Task 2: Complete the Date and Time Manipulation notebook

  1. Open the 1.DateTime-Manipulation notebook. Make sure you attach your cluster to the notebook before following the instructions and running the cells within Within the notebook, you will explore more of the ...sql.functions operations as well as date & time functions.

  2. After you've completed the notebook, return to this screen, and continue to the next step.

Exercise 2: Complete the Use Aggregate Functions notebook

  1. In your Azure Databricks workspace, open the 07-Dataframe-Advanced-Methods folder that you imported within your user folder.

  2. Open the 2.Use-Aggregate-Functions notebook. Make sure you attach your cluster to the notebook before following the instructions and running the cells within. Within the notebook, you will learn various aggregate functions.

  3. After you've completed the notebook, return to this screen, and continue to the next step.

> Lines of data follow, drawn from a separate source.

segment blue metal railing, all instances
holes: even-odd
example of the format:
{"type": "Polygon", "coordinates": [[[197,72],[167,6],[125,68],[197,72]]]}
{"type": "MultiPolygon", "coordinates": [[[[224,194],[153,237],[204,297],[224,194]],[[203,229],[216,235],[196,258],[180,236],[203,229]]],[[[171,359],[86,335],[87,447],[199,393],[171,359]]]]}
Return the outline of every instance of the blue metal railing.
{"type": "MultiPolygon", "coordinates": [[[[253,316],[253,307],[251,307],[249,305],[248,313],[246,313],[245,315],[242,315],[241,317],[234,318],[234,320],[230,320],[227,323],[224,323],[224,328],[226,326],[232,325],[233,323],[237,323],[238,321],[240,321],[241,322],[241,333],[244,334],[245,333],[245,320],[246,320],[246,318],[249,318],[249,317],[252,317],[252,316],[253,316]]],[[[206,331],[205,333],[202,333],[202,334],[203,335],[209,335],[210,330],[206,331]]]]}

Exercise 3: Complete the De-Duping Data exercise notebook

  1. In your Azure Databricks workspace, open the 07-Dataframe-Advanced-Methods folder that you imported within your user folder.

  2. Open the 3.Exercise-Deduplication-of-Data notebook. Make sure you attach your cluster to the notebook before following the instructions and running the cells within.

  3. The goal of this exercise is to put into practice some of what you have learned about using DataFrames, including renaming columns. The instructions are provided within the notebook, along with empty cells for you to do your work. At the bottom of the notebook are additional cells that will help verify that your work is accurate.

  4. After you have completed this, in the left pane, select Compute and then select your cluster and click Terminate to stop it.